The larger companies appointed viticulturists in each grape-growing region. They were the private-sector equivalent of farm advisory officers of the Ministry of Agriculture, and in some cases the same people. Montana, for instance, appointed Warwick Bruce in Gisborne and Gary Wood (formerly of the Ministry) in Hawke’s Bay. Bruce describes his role:

In 1971, I moved down to Gisborne My role as field officer was to regularly visit the growers and advise them on aspects of the viticulture then in the lead-up to vintage, to field test the grapes and arrange for the harvest and trucking to the winery. I think we had 20 to 25 growers at that stage.

Having skilled staff in the winery able to handle the detailed scheduling was just as important, especially during vintage. For over 40 years Roger McLernon managed the day-to-day operation of the Montana winery in Gisborne, until his retirement in 2008. Life during the vintage became temporarily a little less hectic for him especially after Montana had acquired both the Penfolds winery in 1986 and in 2000 the Corbans. These Gisborne fermentation and storage facilities are the site where much of the base wine for Montana’s very successful sparkling wines, notably Lindauer, has been produced.
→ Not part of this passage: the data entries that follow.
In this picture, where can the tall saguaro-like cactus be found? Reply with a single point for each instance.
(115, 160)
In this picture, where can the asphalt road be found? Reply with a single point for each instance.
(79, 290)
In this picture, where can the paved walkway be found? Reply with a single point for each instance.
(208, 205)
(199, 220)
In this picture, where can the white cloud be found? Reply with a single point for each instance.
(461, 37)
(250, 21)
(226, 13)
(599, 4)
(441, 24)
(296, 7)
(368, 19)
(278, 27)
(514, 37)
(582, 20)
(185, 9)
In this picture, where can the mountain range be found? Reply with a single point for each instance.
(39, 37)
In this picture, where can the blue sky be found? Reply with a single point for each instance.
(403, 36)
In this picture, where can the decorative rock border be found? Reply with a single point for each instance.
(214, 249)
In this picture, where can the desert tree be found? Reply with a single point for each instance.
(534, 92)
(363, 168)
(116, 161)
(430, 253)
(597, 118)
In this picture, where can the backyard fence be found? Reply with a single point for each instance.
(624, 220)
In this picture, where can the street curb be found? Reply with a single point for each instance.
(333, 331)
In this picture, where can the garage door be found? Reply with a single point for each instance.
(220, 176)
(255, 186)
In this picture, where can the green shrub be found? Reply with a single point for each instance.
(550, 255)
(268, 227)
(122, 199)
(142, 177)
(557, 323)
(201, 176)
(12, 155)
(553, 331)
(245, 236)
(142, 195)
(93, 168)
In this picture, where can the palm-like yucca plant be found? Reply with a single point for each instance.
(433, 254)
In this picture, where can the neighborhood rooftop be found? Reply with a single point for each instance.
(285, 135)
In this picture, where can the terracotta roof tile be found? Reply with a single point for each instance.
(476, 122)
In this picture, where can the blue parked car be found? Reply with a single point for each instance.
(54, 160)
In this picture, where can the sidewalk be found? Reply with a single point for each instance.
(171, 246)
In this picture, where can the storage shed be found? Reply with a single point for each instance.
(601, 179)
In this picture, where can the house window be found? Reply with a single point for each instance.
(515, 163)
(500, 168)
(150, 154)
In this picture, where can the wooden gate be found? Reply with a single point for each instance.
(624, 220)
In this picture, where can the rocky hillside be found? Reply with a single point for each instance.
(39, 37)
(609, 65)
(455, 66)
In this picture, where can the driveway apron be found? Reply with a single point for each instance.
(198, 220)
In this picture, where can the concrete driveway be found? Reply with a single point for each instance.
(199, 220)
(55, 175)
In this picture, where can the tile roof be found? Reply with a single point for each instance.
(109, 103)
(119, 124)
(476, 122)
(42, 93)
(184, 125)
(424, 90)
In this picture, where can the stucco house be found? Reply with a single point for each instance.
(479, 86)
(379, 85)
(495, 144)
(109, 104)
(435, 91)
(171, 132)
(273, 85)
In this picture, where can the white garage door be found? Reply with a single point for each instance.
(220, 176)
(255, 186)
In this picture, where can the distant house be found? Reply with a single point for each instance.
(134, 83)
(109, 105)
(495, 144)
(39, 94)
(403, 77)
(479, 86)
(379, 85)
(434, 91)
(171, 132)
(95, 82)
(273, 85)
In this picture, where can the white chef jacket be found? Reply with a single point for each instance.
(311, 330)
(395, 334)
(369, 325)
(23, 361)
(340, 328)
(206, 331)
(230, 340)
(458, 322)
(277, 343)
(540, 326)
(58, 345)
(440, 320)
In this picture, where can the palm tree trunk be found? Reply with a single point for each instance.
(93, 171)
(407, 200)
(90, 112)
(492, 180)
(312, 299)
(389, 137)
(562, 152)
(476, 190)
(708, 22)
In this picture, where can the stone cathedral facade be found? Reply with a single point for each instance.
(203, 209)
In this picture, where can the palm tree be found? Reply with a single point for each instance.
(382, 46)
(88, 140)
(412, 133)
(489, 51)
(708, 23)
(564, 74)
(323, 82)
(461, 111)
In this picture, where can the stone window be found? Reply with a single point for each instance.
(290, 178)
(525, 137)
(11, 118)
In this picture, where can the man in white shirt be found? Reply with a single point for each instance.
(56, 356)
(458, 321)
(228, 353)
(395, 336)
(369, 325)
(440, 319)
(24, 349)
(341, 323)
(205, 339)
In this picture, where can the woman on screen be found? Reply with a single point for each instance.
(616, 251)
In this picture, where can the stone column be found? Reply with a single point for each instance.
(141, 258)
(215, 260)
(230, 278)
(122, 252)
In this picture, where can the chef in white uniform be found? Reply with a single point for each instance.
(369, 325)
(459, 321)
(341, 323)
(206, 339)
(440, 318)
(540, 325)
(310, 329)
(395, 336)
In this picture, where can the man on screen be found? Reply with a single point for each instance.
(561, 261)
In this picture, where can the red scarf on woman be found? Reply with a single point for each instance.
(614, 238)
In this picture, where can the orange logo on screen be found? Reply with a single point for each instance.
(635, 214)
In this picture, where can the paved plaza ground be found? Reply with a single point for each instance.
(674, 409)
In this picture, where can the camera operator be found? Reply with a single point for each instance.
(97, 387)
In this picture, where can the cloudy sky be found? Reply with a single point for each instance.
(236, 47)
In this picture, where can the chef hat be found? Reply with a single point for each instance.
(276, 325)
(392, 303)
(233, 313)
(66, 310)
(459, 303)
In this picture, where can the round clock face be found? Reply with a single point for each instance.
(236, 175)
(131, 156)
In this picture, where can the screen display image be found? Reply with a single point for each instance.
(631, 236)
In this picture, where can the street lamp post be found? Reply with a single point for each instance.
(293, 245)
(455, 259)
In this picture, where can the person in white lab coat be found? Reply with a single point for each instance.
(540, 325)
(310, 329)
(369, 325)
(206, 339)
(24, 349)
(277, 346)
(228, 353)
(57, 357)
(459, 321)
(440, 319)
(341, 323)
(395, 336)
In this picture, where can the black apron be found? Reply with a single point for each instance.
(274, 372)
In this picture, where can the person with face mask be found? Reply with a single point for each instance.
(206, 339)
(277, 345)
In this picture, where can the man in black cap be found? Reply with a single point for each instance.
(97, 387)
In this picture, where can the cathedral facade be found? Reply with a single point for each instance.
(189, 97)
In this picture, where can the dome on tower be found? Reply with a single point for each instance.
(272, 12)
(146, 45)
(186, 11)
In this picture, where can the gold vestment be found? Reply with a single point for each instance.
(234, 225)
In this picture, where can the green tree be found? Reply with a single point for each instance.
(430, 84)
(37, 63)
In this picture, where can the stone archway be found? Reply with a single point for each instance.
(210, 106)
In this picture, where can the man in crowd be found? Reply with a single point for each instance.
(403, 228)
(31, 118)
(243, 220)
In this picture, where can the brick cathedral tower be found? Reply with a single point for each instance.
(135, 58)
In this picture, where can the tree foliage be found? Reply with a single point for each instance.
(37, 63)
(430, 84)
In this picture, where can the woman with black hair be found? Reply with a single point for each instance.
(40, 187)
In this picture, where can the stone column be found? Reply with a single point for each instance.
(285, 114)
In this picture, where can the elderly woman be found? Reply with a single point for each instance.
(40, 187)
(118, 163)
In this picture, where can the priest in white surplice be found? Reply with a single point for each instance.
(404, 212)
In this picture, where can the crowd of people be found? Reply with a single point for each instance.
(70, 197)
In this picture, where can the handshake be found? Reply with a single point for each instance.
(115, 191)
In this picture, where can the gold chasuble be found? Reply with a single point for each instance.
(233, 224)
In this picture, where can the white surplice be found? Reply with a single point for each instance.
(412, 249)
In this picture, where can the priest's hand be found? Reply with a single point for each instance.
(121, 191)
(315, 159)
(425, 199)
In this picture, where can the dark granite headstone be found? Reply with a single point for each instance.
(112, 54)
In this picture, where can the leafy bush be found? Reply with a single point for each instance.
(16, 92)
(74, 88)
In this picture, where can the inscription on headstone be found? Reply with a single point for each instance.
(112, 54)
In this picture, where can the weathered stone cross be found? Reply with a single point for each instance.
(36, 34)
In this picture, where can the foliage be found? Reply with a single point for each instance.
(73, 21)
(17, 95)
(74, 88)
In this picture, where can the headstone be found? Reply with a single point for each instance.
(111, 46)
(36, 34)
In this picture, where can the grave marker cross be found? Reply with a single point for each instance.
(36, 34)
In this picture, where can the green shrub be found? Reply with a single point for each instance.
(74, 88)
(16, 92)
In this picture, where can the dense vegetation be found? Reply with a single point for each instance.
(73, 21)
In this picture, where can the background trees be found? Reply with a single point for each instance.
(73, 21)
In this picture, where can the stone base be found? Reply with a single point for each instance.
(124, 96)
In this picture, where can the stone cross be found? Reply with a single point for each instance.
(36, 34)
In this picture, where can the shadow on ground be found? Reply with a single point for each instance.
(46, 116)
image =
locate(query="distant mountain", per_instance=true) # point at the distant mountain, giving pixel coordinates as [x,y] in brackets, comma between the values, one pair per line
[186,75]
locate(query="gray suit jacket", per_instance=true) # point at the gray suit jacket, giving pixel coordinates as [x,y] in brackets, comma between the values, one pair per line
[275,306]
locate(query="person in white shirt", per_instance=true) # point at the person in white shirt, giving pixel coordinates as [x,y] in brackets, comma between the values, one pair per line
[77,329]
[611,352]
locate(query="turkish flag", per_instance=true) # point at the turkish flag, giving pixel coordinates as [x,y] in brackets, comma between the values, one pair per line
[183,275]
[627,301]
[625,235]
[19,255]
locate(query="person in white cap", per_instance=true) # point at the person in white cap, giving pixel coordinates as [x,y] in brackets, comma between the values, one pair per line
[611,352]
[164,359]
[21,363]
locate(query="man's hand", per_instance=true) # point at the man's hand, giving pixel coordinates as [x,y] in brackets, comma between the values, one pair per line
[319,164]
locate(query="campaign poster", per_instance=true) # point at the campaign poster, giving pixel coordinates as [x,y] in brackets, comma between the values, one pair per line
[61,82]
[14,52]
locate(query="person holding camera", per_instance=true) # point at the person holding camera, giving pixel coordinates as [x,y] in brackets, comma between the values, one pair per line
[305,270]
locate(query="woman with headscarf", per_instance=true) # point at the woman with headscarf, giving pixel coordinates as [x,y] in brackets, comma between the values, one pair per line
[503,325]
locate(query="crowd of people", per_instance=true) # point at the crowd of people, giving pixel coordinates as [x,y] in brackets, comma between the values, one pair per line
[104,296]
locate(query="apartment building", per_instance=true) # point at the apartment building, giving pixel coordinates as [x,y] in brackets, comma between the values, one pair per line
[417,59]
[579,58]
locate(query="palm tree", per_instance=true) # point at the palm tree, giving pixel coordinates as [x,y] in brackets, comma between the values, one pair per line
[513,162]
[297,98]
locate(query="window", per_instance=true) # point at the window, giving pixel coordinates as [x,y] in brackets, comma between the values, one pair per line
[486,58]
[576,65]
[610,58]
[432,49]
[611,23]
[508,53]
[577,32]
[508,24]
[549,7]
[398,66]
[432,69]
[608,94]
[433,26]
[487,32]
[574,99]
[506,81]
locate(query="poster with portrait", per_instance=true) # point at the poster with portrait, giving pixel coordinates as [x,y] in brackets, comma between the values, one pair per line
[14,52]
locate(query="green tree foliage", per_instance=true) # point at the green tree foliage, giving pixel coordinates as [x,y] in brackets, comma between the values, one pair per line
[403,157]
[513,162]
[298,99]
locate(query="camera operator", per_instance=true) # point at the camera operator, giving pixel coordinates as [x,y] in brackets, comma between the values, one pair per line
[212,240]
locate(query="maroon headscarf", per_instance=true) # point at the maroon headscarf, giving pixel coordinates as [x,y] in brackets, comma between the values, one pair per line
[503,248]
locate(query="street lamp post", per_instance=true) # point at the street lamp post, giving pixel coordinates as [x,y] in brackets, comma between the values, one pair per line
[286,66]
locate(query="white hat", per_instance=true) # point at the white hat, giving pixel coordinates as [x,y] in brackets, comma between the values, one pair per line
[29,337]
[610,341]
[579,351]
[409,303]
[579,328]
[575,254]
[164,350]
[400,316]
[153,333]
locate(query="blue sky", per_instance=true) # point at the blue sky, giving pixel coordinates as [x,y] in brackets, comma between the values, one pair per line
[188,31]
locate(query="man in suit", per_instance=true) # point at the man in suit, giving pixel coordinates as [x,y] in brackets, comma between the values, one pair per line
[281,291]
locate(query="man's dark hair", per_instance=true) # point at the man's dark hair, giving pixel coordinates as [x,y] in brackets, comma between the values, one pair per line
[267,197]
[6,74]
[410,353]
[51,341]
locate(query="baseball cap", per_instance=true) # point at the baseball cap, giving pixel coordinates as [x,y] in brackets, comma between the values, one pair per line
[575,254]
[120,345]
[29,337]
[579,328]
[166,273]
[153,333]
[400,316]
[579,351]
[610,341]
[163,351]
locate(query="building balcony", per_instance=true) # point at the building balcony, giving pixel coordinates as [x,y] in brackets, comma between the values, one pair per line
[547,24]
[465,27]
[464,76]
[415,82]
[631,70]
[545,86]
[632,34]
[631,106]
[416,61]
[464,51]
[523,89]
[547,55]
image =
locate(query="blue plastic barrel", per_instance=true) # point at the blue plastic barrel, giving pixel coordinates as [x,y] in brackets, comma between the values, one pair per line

However, when Montana acquired Corbans in 2000, the merged company’s policy of buying more land in Gisborne changed. Instead of being a buyer of land, Montana became a seller. Here was the opportunity to reassess its Gisborne vineyard land in the light of its experience in Marlborough and more recently in Hawke’s Bay. In the early 2000s it offered to sell land to a selection of its Gisborne growers on very favourable terms. A number of them, including John Clarke, the chairman of Gisborne Winegrowers, took up the offer.